This series contains records of the Port of London. They consist mainly of entry books of minutes and orders of the Board of Customs issued to the various departments of the port and to the controller and other officers of the Outdoor Department. There are also many miscellaneous records, mostly relating to staff, including records of service.
There is a daily account of charges of collection etc, 1891 to 1892, in CUST 38/6
The Warehoude Keeper's Warrant and Order Book for (?) London Dock, 1825, is in the Port of London Authority Library at the Museum of London (No 2906). Nearly all pre-1814 London records were destroyed in the Custom House by a fire in that year.
Subject to 30 year closure unless otherwise stated
Immediate source of acquisition:
Board of Customs and Excise , from 1980, in 2002
No further accruals expected
Administrative / biographical background:
The Port of London consistently served as a model for the outports and every attempt was made to bring them into conformity with established practice in London. The centre of administration was the Long Room at the London Custom House, where all business connected with entry of ships into the port, assessment of duties, registry of ships and bonds for removal of goods from warehouses there was transacted. In 1856 the offices of collector in the Port of London and chief registrar of Shipping were united, and thenceforward the Ships Registry Branch of the Long Room dealt with the registry of all ships in the Port of London and also the entry in the chief registrar's books of all returns from outport and colonial registrars of ships registered and subsequent transactions connected with ships, until this business passed in 1872 to the Registrar General of Shipping and Seamen under the Board of Trade. When the Receiver General's Office was abolished in 1870, the daily receipt of duty payments was transferred to the collector of London as at all outports, and he then became responsible for receipt of the London revenue and for its due transfer to the account in the name of the board at the Bank of England.
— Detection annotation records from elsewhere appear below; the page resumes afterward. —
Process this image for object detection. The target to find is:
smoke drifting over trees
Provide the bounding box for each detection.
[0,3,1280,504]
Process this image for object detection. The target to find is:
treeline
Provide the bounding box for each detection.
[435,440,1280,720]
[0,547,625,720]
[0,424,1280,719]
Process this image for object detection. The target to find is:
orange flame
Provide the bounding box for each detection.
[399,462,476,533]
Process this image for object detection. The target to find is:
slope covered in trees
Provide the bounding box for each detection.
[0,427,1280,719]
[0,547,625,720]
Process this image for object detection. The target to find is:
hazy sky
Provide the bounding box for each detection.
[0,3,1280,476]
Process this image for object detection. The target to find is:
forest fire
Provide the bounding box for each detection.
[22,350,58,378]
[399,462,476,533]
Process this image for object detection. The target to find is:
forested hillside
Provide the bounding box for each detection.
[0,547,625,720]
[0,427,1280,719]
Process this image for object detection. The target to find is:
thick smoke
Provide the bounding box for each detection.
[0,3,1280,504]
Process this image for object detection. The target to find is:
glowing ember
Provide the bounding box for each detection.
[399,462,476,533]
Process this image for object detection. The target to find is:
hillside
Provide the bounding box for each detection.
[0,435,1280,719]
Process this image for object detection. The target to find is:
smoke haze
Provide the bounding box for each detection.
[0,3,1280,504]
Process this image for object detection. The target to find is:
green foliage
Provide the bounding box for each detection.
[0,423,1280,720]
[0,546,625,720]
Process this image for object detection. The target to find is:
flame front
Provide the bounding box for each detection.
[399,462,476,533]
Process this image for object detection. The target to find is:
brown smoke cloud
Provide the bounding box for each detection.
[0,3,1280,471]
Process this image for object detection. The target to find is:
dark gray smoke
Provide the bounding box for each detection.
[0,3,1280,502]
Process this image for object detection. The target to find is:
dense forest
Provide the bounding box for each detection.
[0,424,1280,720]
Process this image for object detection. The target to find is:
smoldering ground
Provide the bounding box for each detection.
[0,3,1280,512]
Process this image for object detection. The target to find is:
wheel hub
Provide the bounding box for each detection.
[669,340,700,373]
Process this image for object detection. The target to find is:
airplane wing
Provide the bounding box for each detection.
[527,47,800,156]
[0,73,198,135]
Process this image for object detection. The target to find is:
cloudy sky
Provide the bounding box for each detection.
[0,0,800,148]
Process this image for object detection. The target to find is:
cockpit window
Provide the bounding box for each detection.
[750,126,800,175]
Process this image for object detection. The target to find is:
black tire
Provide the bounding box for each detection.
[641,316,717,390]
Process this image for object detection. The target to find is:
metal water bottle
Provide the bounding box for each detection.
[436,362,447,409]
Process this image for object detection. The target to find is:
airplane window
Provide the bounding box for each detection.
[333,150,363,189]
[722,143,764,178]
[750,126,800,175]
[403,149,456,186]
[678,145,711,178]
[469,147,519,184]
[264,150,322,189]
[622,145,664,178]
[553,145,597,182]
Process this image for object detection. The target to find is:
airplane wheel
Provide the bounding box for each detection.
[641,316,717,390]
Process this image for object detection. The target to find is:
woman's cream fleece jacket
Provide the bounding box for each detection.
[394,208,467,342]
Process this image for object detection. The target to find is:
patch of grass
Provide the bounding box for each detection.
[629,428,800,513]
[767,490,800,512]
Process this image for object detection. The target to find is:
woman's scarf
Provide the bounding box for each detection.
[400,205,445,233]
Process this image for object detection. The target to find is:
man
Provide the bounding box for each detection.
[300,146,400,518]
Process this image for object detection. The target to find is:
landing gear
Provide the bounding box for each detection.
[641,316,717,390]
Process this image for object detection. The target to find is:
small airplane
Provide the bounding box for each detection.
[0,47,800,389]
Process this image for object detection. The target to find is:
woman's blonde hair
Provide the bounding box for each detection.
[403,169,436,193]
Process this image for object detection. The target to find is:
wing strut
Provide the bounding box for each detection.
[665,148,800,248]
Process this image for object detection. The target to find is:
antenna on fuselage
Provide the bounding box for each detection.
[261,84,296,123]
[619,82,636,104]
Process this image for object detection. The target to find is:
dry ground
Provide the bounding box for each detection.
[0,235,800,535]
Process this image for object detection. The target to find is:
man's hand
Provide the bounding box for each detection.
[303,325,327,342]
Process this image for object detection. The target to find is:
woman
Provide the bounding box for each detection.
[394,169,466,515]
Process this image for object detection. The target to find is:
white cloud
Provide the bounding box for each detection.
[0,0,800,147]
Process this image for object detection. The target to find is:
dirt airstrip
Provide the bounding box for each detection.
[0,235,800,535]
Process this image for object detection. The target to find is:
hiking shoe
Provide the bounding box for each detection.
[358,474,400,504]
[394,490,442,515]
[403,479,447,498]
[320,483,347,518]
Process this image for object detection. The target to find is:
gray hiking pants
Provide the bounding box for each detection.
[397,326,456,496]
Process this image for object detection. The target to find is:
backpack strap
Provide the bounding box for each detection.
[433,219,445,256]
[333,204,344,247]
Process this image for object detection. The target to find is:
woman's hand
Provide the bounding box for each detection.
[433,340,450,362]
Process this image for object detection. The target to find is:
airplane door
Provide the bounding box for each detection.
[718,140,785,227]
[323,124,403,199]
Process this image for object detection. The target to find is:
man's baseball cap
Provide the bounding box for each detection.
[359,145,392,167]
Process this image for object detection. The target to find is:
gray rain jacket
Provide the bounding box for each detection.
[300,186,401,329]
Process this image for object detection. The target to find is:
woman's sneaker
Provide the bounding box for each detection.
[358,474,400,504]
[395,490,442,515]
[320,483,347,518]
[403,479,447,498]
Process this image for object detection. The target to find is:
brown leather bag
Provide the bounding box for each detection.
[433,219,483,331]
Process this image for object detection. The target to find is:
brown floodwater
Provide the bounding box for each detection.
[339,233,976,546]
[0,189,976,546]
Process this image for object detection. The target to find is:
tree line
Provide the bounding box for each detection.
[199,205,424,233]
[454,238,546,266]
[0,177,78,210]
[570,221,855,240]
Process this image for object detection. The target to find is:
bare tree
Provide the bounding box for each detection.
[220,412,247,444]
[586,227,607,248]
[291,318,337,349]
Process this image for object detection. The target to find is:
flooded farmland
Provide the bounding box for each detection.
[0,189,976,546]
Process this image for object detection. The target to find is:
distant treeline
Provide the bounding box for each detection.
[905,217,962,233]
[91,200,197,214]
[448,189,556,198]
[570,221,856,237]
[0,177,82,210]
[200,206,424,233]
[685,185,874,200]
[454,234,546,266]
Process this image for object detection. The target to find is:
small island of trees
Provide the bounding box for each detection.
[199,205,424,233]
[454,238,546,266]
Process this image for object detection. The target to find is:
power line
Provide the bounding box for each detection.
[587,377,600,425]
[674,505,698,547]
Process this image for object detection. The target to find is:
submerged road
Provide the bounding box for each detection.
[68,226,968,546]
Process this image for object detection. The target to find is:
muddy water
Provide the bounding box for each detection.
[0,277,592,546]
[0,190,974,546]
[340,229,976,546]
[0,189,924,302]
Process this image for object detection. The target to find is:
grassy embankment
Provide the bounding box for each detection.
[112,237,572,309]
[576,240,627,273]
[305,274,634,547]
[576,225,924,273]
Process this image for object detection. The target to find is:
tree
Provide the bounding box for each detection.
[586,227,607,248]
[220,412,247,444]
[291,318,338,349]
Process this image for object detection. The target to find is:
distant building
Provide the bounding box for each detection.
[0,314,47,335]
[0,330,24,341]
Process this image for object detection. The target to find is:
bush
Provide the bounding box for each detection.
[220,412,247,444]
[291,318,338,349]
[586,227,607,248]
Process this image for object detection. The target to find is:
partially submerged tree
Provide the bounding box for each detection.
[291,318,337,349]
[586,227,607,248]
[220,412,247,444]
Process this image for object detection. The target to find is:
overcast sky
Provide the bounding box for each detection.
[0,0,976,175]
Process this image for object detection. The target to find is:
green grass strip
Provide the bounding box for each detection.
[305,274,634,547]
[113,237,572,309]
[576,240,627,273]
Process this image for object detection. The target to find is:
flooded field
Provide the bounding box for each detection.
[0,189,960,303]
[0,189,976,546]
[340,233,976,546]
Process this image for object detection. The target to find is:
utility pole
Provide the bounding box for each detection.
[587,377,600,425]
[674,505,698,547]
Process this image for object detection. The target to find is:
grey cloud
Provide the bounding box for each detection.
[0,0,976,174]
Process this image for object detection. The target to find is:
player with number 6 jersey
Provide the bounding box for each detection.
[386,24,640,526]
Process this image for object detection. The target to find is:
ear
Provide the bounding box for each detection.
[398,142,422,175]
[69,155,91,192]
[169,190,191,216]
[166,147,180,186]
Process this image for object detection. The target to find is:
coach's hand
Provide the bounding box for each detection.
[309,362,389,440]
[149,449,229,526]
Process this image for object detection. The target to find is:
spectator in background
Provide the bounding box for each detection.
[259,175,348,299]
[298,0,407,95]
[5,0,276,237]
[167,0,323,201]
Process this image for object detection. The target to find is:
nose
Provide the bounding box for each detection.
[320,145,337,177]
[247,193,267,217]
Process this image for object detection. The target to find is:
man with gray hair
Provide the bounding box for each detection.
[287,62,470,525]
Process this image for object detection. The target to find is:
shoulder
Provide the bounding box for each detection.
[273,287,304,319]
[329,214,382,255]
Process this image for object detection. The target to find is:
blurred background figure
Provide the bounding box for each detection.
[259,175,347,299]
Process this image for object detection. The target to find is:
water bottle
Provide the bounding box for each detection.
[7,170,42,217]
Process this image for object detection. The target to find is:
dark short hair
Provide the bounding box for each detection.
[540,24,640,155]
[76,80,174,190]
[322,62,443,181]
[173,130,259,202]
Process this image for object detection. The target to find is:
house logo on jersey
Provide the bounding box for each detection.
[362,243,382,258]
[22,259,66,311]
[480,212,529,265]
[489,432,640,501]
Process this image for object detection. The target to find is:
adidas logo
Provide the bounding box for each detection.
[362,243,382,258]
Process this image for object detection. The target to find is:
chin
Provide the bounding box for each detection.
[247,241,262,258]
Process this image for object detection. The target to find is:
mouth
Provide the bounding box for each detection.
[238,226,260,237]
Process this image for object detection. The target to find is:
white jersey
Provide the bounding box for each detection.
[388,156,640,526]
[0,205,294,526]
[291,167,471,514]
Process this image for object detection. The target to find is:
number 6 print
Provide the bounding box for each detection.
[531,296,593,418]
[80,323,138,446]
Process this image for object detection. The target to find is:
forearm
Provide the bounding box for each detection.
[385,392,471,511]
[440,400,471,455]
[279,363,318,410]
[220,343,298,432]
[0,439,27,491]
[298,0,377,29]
At times there was a separate office dealing with the export business of the Port of London. A Searchers' Office was formerly one of the principal departments at the Custom House, but following the abolition of export duties, the substitution of the warehousing system for allowance of drawback on exportation, and the discontinuance of bounties, its importance gradually declined and this led to its amalgamation with the general outdoor business of the port in the Long Room. In 1857 the indoor clerical work connected with exports was again separated and placed under the control of a principal searcher. His office dealt with clearing vessels, allowing stores and issuing debentures, and clerical work was transferred to it from the docks and out-stations. By Treasury minute of 20 January 1872 the jerquing of inward cargoes was transferred from the Statistical Office to the principal searcher, thereby constituting him jerquer for the entire import and export business of London. His office ceased again to be a separate department in 1885.